Language Implementations

What Algorithm Does JavaScript Array.sort() Use?

Updated June 8, 2026 5 min read

Array.prototype.sort() is one of the most-used methods in JavaScript, but its behavior has evolved and varies by engine. Here is what actually runs when you call it, and the one rule that saves you from the most common bug.

The engine implementations

V8 (Chrome, Node.js) switched to Tim Sort in 2018. Firefox's SpiderMonkey uses a Merge Sort variant. The ECMAScript spec does not mandate an algorithm, but since ES2019 it requires the sort to be stable, so all modern engines preserve the order of equal elements.

The numeric gotcha

The default sort compares elements as strings, so [10, 9, 100].sort() gives [10, 100, 9]. Always pass a comparator for numbers: arr.sort((a, b) => a - b). See more JS examples in sorting algorithms in JavaScript.

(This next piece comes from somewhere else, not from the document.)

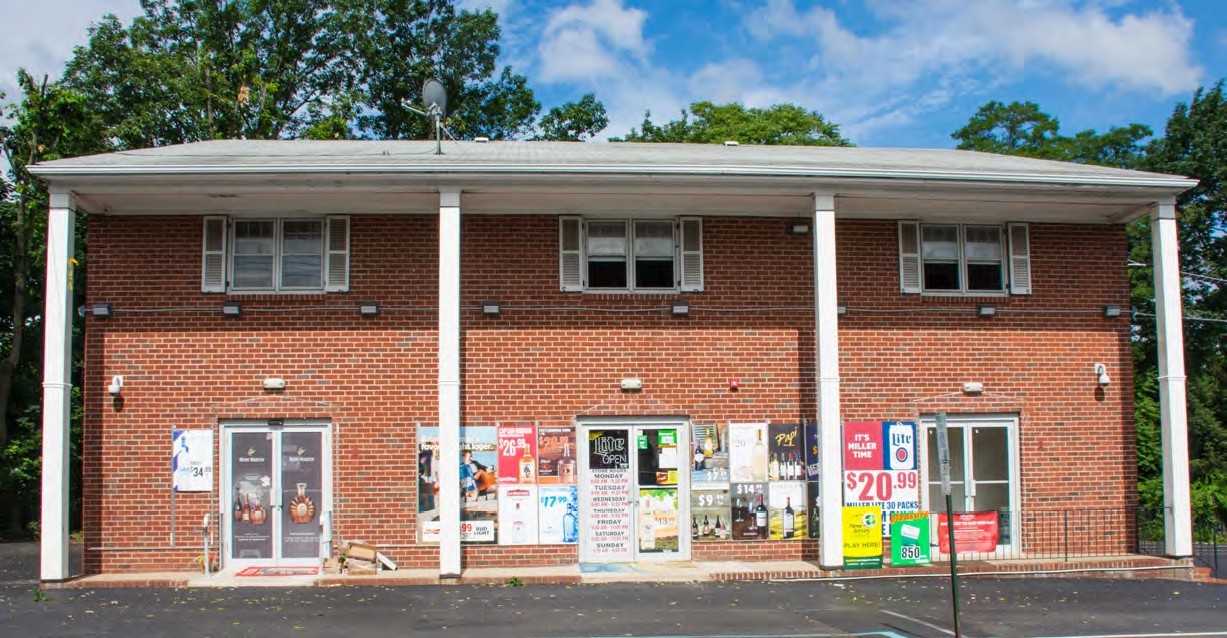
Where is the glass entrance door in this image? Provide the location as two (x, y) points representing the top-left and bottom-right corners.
(222, 426), (330, 567)
(580, 425), (691, 563)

Frequently asked questions

Is JavaScript's Array.sort stable? +
Yes, since ES2019 the specification requires Array.sort to be stable, so equal elements keep their original order across all modern engines.
What algorithm does V8 use for sorting? +
Since 2018, V8 (used by Chrome and Node.js) implements Array.prototype.sort with Tim Sort, a stable hybrid of Merge and Insertion Sort.